Re: [PATCH v2 RFC] userns: Convert xfs to use kuid/kgid where appropriate

Dwight Engen <dwight.engen@xxxxxxxxxx> · Wed, 26 Jun 2013 17:30:17 -0400

On Wed, 26 Jun 2013 12:09:24 +1000
Dave Chinner <david@xxxxxxxxxxxxx> wrote:

> On Mon, Jun 24, 2013 at 09:10:35AM -0400, Dwight Engen wrote:
> > Hi Dave, all. Here is a v2 patch that I believe addresses the
> > previous comments, but I expect there to be more :) I think there
> > are a few more issues to sort out before this is ready, and I want
> > to add some tests to xfstests also.
> > 
> > I added permission checks for eofblocks in the ioctl code, but
> > I don't think they are enough. Just because an unprivileged
> > caller is in a group doesn't mean he can write to a file of that
> > group, and I don't know how we can check for that till we get the
> > inode in hand. Brian, if you or anyone else could comment on how
> > this should work for the regular user and write() ENOSPC cases
> > that'd be great.
> > 
> > The xfs code now uses inode->i_uid where possible instead of di_uid.
> > The remaining uses of di_uid are where the inode is being setup,
> > conversion to/from disk endianess, in dealing with quotas, and
> > bulkstat.
> 
> Hi Dwight,
> 
> I haven't looked at the code in detail, I'll just mention that I
> agree with Brain that we need to split this up into more patches.
> The conversions are subtle and easy to misunderstand, so small
> patches are good.  I'd say at minimum separate patches are needed
> for:
> 
> 	- permissions check on eof blocks
> 	- splitting eof blocks structure (I made comments on that to
> 	  Brain's posted patch)
> 	- introduce XFS conversion helpers
> 	- implement VFS-XFS boundary conversion using helpers
> 	- XFS ioctl conversions (maybe multiple patches)
> 	- final patch to modify kconfig once everything is done

Sure, I'll split it up and integrate the comments from the other
(eof blocks) thread as well.

> > We do need to decide on the di_uid that comes back from bulkstat.
> > Right now it is returning on disk (== init_user_ns) uids.
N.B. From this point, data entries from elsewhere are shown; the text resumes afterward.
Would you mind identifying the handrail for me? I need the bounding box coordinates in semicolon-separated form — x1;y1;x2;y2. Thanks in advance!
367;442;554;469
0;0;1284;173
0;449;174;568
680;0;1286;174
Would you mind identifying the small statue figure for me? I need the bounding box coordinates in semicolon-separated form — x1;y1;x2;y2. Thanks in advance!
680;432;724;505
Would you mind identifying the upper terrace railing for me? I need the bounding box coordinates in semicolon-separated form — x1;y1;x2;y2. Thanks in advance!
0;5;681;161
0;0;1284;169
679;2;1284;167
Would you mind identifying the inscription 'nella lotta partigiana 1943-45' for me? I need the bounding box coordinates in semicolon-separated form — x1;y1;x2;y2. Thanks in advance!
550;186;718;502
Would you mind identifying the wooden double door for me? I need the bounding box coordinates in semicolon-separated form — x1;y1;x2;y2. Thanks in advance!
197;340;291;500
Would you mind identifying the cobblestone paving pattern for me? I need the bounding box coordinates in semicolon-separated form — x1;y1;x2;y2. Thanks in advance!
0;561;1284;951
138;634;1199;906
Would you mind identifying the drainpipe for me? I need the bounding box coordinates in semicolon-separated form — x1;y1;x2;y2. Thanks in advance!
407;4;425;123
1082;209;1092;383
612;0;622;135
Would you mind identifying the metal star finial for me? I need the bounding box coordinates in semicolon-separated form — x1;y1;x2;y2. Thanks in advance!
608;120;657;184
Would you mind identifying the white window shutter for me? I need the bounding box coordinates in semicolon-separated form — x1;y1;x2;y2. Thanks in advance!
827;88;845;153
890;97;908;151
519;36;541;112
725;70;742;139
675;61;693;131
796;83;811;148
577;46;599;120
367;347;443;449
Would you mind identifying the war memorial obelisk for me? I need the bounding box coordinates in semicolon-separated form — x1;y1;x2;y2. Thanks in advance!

It looks
> > to me like xfsrestore is using the normal vfs routines (chown,
> > fchown, lchown) when restoring so that won't line up if the
> > xfsrestore is run in !init_user_ns.
> 
> Right. This is a major problem because there's no guarantee that you
> are running restore in the same namespace as dump was run in. If you
> take the dump in the init_user_ns, then you can't restore it from
> inside the namespace container, and vice versa.

Yep. In thinking just a bit about this, assuming we did convert the
ids that came back from bulkstat, how is this much different than today
where you take a backup on one machine and try to restore it on
another? It seems like today the onus is on the user to ensure the uids
will align correctly. AFAICS tar --numeric-owner would have the same
issue, and it looks like man xfsrestore is getting at a similar
thing in the Quotas section.

> > We could possibly convert to userns values
> > before returning them from the kernel, but I doubt that will work
> > well with the xfs quotas.
> 
> Well, quotas are already converted to/from userns specific values
> before they get to XFS. Including project quotas, which I think at
> this point is wrong. We have no test cases for it, though, so I
> can't validate that it actually works as it is supposed to and that
> we don't break it inadvertantly in the future.
> 
> [ I'm still waiting on Eric to provide any information or scripts
> for how he tested this all worked when he did the conversions.... ]
> 
> > Should we just require that callers of bulkstat
> > be in init_user_ns? Thoughts?
> 
> This is one of the reasons why I want Eric to give us some idea of
> how this is supposed to work - exactly how is backup and restore
> supposed to be managed on a shared filesystem that is segmented up
> into multiple namespace containers? We can talk about the
> implementation all we like, but none of us have a clue to the policy
> decisions that users will make that we need to support. Until we
> have a clear idea on what policies we are supposed to be supporting,
> the implementation will be ambiguous and compromised.
> 
> e.g. If users are responsible for it, then bulkstat needs to filter
> based on the current namespace. If management is responsible (i.e.
> init_user_ns does backup/restore of ns-specific subtrees), then
> bulkstat cannot filter and needs to reject calls from outside the
> init_user_ns().

Maybe we can have bulkstat always filter based on if the caller
kuid_has_mapping(current_user_ns(), inode->i_uid)? That way a caller
from init_user_ns can see them all, but callers from inside a userns
will get a subset of inodes returned?

This doesn't solve the save from one uesrns, restore from a different
one use case, not sure if that was the scenario you were getting at. To
allow for this use case I guess we could have an "id offset" argument
for xfsrestore that gets applied before chown() but that seems icky.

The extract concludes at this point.